Half term arts and crafts on a budget using recycling

Arts and crafts can be a cheap half term activity – if you use household items destined for the recycling bin – while also allowing imaginations and educational opportunities to flourish.

We know you will be reusing your plastic bottles to refill your favourite Bio-D products, so here are some other household items you and the kids can transform.


Empty Bio-D washing powder bag

If you’ve used all your Bio-D washing powder, why not turn the paper bag into a crown or a kite?

For a crown, cut the top and bottom ends off the bag. On one end, cut the points for your crown (or tiara), and colour some jewels and gems to make it sparkle. Simply fold the bottom of the crown up by an inch or two to help support it, and you’re good to go!

For a kite, draw your chosen pattern on the paper bag (maybe stick some tassels or ribbons to it as well) and attach four pieces of string around the open end. Tie the pieces of string together to make a handle, and it’s ready for flying.


Empty Bio-D laundry bleach and Nappy Fresh boxes

Become a sustainability superhero with a mask made from leftover cardboard. Cut the sides from your chosen box and turn the pieces over so you have the plain cardboard. Draw your chosen mask shape, make it as colourful as you want and carefully cut it out. Use scissors to cut out the eyeholes and to pierce a hole at either end. Thread through some string or elastic and you’re ready to take on your chosen villain.


Meal delivery boxes

Before putting your boxes straight into the recycling, why not have some fun with them first? Use your favourite crayons and some scissors to make the perfect imagination hideaway such as a doll’s house, space rocket, haunted castle or steam train.


Empty toilet roll

If you’ve got a big family, one of the items constantly filling your recycling bin will be cardboard toilet roll tubes. But, before being recycled, they can be a brilliant base for arts and crafts.
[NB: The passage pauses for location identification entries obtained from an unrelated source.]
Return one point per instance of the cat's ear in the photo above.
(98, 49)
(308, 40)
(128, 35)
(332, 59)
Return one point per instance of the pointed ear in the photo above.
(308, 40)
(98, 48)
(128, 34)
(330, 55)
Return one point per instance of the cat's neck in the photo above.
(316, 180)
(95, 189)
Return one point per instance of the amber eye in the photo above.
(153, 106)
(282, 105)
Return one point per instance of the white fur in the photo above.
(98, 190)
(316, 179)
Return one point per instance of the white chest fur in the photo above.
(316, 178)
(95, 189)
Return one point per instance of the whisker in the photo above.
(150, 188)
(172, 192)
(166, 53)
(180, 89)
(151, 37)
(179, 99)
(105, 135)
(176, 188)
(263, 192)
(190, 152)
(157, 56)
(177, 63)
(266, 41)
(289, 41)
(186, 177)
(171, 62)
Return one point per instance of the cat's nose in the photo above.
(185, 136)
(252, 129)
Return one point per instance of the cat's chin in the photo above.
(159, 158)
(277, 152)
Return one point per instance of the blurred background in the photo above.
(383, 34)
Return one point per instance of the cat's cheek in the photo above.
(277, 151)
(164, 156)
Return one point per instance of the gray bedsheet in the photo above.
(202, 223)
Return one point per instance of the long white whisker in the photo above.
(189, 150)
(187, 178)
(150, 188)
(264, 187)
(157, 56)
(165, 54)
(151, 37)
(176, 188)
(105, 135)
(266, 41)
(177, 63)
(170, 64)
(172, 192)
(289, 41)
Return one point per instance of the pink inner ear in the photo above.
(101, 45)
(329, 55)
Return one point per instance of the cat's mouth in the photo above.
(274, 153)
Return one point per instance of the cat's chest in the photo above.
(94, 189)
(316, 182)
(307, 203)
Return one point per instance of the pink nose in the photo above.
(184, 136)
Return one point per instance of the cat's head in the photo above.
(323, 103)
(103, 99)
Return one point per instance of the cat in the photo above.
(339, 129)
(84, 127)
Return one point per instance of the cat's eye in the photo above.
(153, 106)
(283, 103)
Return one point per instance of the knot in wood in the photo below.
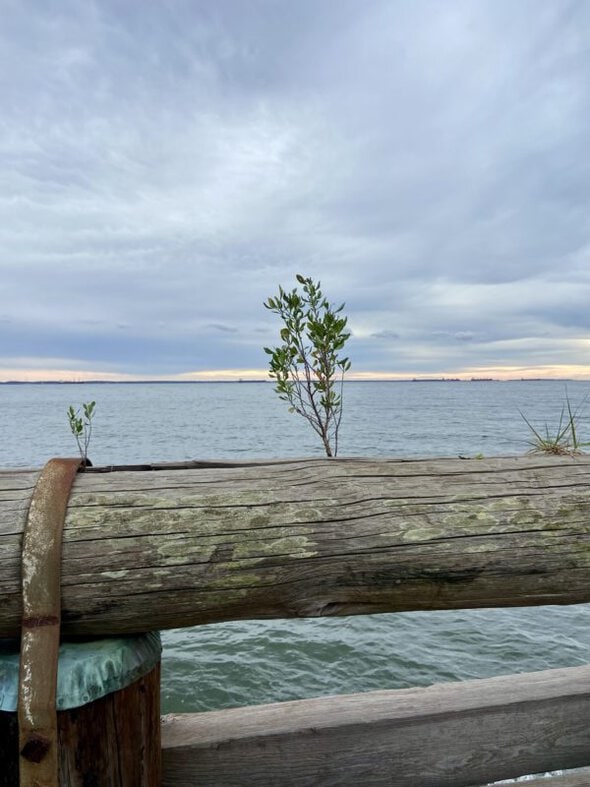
(35, 748)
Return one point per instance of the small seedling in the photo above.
(564, 439)
(307, 368)
(81, 428)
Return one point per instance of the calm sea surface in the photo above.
(255, 662)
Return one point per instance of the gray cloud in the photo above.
(166, 166)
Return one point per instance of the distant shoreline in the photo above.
(265, 382)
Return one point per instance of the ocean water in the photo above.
(250, 662)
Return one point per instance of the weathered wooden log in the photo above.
(448, 735)
(156, 549)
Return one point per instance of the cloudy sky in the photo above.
(166, 164)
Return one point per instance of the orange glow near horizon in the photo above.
(549, 372)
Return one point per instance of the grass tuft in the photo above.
(564, 439)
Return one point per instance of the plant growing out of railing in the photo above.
(81, 428)
(307, 367)
(563, 439)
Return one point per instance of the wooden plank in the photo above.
(178, 547)
(578, 778)
(448, 735)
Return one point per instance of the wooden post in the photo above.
(111, 742)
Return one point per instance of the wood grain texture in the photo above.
(157, 549)
(112, 742)
(448, 735)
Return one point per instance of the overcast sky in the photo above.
(166, 164)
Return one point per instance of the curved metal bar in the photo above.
(40, 581)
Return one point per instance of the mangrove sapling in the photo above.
(308, 370)
(81, 428)
(564, 439)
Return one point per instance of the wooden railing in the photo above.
(176, 546)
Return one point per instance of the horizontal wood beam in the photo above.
(166, 548)
(449, 735)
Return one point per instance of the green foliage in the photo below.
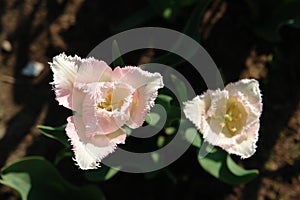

You can create a fairy house by cutting an archway into one end of the tube and then cutting out or drawing on some windows. Create a coned roof out of a second toilet roll, which you can then glue on. If you have any moss or flowers from the garden, you could also attach them. Once you’ve decorated the fairy house, you can place an LED tealight into the cut-out arch and wait for the fairies to arrive.

Another way to use up empty toilet rolls is by creating a snake. Cut each toilet roll into three sections and then paint them whichever colours you fancy – don’t forget to use two pieces for the head and the tail. Thread a piece of string through the sections and tie one end, leaving a long piece of string at the front of the snake so you have a handle to pull it along.


Juice boxes

Once you’ve finished your drink, grab your paints to create some makeshift walkie talkies. Paint the box black and, once that coat has dried, use white or light grey to paint on details such as buttons and speakers. Use the straws as antennae.


Packing peanuts

If you’ve received a parcel recently and it contains packing peanuts, you can see if they’re biodegradable by putting one in water and seeing if it dissolves.

You can paint them to look like bees, butterflies or even people, but you’ll need to be careful what paint you’re using. If the peanuts are biodegradable, you will need to use non water-based paints.


Old magazines

You can make papier mâché from old magazines or newspapers using glue made from flour and water, making it free from any nasty chemicals.

Form your papier mâché around plastic bowls, then stick two pieces together and paint them to create dinosaur eggs, or put the papier mâché into a muffin tin to create the base for seed pots.